I kinda wonder why, if the killer was motivated by sociopolitical considerations, he didn't choose a more sociopolitical target. I mean, the National Front, to take just one example, certainly doesn't confine itself to spoofing the Prophet, but rather engages in all sorts of political shennanigans designed to harness governmental power against Muslim immigrants.
Granted, I'm sure Marine Le Pen is surrounded by bodyguards 24/7, but surely there are party offices etc. all over Paris, easily accessible for a young man looking to decapitate someone complicit in the repression of his demographic.
I suspect that the way in which he would have constructed his identity (see both Eutychus and Dafyd's posts above) had much to do with target selection.
You have now made at least 2 attempts to say how the "murderous fool" is not morally responsible for murdering.
I simply have nothing to say to you. If we can't even get a consensus that murder is morally a bad thing to commit, what is the point?
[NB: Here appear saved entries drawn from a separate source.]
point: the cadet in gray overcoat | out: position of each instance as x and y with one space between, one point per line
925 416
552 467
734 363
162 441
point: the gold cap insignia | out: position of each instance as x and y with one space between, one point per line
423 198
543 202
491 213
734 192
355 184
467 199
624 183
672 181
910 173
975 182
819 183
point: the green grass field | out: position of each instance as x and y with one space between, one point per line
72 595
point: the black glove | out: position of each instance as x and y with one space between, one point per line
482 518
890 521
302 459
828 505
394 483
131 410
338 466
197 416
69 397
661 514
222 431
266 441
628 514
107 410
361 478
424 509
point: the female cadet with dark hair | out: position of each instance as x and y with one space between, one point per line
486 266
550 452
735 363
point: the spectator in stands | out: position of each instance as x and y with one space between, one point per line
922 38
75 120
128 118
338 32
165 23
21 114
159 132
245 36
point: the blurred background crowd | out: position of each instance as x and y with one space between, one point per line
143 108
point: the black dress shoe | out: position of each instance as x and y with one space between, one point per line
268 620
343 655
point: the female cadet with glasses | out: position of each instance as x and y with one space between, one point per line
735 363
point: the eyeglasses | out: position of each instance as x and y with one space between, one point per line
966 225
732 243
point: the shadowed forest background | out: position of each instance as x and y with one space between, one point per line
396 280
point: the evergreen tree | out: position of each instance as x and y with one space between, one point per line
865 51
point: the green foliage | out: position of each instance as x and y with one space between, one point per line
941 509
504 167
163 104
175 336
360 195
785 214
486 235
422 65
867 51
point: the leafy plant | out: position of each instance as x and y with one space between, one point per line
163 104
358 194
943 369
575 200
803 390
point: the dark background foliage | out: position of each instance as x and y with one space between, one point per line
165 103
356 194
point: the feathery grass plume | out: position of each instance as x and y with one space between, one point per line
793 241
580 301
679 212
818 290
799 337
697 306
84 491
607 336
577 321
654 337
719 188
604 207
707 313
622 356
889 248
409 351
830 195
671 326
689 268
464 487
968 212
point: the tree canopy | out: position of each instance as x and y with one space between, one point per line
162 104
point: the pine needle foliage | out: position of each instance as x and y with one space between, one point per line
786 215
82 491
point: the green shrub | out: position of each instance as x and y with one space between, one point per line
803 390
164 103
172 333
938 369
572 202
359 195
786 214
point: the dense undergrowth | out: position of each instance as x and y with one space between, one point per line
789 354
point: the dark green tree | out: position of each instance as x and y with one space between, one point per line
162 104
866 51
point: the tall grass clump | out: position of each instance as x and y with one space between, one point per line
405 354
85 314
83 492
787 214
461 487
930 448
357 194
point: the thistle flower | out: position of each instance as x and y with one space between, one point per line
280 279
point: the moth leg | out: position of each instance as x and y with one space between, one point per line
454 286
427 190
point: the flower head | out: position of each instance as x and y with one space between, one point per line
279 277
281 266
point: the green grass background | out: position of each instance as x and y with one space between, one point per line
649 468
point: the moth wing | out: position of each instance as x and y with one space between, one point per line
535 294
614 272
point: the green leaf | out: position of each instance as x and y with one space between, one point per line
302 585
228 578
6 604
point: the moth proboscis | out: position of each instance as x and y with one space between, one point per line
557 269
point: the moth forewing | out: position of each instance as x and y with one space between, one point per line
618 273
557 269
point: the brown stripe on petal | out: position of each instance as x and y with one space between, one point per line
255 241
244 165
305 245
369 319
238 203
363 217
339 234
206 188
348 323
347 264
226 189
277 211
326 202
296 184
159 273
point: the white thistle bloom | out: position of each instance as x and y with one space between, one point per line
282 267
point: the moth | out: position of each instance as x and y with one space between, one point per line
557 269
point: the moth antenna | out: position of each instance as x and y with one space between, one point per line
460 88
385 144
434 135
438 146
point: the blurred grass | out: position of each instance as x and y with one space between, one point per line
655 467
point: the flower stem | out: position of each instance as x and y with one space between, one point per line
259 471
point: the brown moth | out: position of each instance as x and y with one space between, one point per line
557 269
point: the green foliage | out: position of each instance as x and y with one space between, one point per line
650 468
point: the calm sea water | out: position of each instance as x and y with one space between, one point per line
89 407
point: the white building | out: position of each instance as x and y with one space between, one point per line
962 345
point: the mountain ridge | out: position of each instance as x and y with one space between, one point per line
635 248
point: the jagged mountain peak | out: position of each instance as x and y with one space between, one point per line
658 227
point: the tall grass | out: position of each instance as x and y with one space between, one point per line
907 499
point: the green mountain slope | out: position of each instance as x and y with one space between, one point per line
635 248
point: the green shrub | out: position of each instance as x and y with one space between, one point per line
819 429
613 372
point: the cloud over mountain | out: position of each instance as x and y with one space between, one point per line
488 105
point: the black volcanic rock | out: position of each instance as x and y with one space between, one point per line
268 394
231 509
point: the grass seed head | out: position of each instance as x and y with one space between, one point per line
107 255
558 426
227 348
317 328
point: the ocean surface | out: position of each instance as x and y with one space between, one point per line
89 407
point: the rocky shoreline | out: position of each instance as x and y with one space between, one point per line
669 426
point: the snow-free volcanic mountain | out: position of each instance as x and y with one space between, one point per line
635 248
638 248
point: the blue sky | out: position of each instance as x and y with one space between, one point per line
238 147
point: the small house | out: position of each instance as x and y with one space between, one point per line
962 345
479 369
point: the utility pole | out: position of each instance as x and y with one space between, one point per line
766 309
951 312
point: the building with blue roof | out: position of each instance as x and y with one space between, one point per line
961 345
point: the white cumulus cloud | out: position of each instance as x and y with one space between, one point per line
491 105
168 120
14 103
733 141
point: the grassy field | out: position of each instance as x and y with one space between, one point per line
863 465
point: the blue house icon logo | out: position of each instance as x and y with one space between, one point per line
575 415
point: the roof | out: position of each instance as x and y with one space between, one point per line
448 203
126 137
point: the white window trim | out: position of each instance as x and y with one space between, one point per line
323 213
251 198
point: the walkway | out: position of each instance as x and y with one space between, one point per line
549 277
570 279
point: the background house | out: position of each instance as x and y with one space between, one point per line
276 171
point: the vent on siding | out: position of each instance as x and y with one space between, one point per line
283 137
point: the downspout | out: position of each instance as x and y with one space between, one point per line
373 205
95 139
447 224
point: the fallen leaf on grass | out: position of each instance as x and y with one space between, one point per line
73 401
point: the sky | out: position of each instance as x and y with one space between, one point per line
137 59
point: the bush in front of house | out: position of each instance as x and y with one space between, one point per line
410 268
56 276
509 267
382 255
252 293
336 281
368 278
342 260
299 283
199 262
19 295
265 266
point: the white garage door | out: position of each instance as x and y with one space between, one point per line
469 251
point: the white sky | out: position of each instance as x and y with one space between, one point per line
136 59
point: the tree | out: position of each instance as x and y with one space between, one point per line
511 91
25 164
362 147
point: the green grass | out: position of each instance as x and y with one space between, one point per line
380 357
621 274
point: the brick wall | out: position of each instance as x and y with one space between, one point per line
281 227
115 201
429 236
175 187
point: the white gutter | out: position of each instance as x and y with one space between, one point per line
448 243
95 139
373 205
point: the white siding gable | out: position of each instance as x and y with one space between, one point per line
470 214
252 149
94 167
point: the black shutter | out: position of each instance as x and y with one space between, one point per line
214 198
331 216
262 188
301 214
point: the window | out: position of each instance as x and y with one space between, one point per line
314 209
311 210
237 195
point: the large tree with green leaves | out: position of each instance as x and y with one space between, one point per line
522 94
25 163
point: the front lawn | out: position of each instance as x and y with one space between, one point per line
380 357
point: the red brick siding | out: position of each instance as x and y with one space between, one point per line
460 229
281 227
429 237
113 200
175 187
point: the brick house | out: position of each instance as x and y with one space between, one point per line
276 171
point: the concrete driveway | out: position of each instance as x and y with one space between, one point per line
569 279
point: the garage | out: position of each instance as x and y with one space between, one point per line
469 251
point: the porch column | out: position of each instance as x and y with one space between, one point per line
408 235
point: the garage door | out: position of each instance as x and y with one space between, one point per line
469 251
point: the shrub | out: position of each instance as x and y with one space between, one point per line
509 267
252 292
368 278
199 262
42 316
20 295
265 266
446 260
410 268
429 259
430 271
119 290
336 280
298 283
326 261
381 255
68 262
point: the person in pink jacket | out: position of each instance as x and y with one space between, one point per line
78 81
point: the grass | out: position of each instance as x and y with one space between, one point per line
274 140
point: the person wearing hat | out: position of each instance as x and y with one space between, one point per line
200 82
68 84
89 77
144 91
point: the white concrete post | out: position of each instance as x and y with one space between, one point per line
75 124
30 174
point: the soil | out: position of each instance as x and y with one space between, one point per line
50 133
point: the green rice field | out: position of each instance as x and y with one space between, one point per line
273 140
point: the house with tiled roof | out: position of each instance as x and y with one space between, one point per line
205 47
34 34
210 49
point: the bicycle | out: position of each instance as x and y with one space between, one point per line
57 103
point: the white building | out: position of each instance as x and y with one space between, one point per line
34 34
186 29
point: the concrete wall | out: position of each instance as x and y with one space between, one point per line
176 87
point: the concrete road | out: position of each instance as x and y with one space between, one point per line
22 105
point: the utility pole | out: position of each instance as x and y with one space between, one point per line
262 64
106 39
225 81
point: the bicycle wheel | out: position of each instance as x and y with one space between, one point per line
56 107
Because there is a huge, huge difference between trying to explain some of the context in which a crime such as this occurred, and actually trying to just remove responsibility for the crime altogether.
Do you mean he constructed his identity as being that of a Muslim?
He can be as morally responsible as he likes with his 70 virgins. Why provoke mad dogs? The context is injustice as big as it gets. If you have nothing to say, then don't.
"Mad dog"? Doesn't that kinda go against the spirit of arguing that he's motivated by concern over injustice?
Or is that we're ALL mad dogs, in some veterinary metaphorization of the Fall?